Gorzkie słowa szefa dyplomacji USA. Blinken: Ameryka zostaje w tyle

Szef dyplomacji Stanów Zjednoczonych stwierdził, że "Ameryka zostaje w tyle i jest doganiana przez globalnych konkurentów w kluczowych kategoriach". Antony Blinken podkreślił, że USA potrzebują wewnętrznej odnowy, by utrzymać pozycję lidera.

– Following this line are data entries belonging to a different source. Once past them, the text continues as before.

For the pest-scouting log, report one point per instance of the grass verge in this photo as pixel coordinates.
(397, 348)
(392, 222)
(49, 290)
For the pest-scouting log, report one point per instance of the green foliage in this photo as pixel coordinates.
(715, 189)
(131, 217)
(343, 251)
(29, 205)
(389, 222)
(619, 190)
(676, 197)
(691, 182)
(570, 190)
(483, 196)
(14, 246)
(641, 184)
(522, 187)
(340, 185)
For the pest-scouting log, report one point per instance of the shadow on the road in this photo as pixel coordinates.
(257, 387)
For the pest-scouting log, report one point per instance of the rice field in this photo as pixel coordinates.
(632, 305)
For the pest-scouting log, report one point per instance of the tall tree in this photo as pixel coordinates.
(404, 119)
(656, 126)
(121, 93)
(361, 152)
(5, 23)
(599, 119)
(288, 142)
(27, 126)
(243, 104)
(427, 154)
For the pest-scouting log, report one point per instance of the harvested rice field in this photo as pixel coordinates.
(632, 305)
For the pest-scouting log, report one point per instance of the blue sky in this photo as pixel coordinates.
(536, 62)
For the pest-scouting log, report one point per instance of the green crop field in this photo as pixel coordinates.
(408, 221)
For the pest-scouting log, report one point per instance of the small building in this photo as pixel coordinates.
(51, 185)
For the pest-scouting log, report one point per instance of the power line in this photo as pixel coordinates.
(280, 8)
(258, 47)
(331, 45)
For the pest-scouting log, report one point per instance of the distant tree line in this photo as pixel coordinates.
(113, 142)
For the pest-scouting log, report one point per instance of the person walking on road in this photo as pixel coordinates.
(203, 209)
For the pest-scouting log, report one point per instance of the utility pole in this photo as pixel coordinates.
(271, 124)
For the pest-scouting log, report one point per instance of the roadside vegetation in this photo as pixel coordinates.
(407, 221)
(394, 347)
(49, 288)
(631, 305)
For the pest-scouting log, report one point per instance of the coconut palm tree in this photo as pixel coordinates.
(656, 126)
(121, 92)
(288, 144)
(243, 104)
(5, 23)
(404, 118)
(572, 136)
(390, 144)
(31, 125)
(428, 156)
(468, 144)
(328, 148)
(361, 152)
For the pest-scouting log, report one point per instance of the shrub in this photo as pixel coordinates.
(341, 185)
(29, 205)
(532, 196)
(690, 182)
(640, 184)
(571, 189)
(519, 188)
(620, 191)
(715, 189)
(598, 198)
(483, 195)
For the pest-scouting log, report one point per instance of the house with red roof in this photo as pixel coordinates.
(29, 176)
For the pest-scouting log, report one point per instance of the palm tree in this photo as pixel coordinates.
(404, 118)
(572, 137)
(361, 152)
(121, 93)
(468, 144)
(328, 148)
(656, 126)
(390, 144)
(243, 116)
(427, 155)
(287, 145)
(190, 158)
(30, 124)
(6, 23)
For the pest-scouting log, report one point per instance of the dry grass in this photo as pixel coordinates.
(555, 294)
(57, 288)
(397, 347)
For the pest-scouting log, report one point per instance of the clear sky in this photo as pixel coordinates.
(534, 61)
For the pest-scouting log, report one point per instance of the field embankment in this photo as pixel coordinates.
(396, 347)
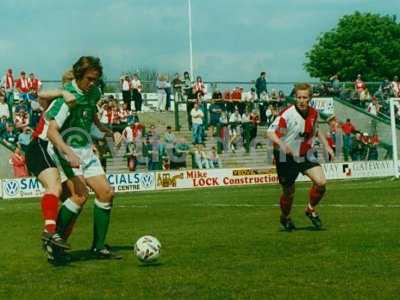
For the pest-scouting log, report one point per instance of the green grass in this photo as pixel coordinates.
(222, 243)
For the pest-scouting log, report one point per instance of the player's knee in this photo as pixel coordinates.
(107, 195)
(320, 183)
(54, 190)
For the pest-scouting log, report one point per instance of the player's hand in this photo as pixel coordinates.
(287, 149)
(73, 160)
(331, 153)
(69, 98)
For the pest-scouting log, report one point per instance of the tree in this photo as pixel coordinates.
(362, 43)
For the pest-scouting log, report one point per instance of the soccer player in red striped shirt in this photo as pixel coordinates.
(293, 133)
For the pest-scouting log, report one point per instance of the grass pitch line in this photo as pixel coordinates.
(294, 205)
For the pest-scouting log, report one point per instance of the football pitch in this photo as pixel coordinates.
(220, 243)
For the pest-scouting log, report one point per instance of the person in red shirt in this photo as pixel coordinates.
(22, 86)
(17, 161)
(347, 129)
(34, 86)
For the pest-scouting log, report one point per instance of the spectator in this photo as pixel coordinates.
(215, 114)
(188, 93)
(223, 132)
(261, 84)
(25, 138)
(200, 157)
(177, 85)
(168, 95)
(3, 125)
(357, 147)
(34, 86)
(213, 158)
(396, 86)
(179, 154)
(17, 160)
(123, 114)
(4, 112)
(126, 91)
(246, 130)
(136, 86)
(9, 137)
(161, 85)
(336, 86)
(251, 100)
(359, 85)
(331, 143)
(234, 129)
(169, 137)
(255, 121)
(197, 124)
(22, 87)
(199, 89)
(347, 129)
(8, 84)
(374, 107)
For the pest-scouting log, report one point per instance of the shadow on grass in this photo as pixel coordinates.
(305, 228)
(86, 255)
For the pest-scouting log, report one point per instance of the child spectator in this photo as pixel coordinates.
(17, 160)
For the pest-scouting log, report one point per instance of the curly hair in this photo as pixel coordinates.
(86, 63)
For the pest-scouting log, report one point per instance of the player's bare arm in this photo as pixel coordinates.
(46, 97)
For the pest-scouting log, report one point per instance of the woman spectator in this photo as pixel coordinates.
(21, 119)
(254, 121)
(161, 85)
(234, 129)
(4, 112)
(126, 90)
(25, 138)
(17, 160)
(213, 158)
(123, 114)
(136, 86)
(9, 137)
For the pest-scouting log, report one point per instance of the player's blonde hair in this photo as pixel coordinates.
(67, 77)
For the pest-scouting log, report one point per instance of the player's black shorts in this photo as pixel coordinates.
(37, 157)
(288, 168)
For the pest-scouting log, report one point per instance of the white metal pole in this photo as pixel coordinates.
(190, 39)
(394, 138)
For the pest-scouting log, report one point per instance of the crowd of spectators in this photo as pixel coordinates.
(230, 117)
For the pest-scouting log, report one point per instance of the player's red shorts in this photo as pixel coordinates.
(289, 168)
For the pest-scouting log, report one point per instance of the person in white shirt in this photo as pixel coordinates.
(3, 107)
(197, 124)
(235, 121)
(293, 134)
(126, 90)
(396, 86)
(161, 85)
(136, 86)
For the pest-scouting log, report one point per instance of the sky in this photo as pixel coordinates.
(233, 40)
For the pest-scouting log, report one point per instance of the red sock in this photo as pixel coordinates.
(49, 211)
(69, 229)
(316, 193)
(286, 205)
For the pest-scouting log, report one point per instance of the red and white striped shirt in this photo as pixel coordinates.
(295, 130)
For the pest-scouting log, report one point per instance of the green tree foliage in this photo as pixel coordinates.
(361, 43)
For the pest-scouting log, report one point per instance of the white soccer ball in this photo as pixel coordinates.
(147, 248)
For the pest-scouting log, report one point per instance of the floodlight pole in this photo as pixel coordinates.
(394, 138)
(190, 38)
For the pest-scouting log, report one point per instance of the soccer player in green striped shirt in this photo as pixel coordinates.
(69, 131)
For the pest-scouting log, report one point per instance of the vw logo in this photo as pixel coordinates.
(11, 187)
(147, 180)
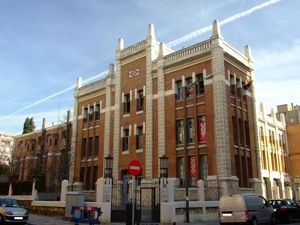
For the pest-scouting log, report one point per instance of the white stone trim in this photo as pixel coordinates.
(134, 129)
(194, 77)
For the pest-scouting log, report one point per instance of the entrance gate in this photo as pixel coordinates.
(146, 201)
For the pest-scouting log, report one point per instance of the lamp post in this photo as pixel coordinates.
(164, 169)
(187, 90)
(108, 166)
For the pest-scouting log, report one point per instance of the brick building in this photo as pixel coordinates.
(6, 143)
(138, 111)
(274, 155)
(43, 153)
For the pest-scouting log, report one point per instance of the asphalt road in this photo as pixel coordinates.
(48, 220)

BlinkenAntony Blinken, amerykański sekretarz stanu
Źródło zdjęć: © PAP/EPA | RONEN ZVULUN

Antony Blinken wygłosił przemówienie na Uniwersytecie Maryland pod Waszyngtonem. Poruszył w nim m.in. temat coraz większej konkurencji z Chinami oraz zatarcia granic między polityką wewnętrzną i międzynarodową.

Sekretarz stanu stwierdził, że "USA na wielu płaszczyznach mogłyby radzić sobie lepiej". - Zostajemy w tyle. Nasi rywale powoli, ale pewnie zbliżają się do nas, a w niektórych aspektach już nas przegonili - oświadczył dyplomata. Zacytował przy tym pozycje USA w rankingach, np. 13 miejsce na świecie pod względem infrastruktury, czy 9 pod względem innowacji.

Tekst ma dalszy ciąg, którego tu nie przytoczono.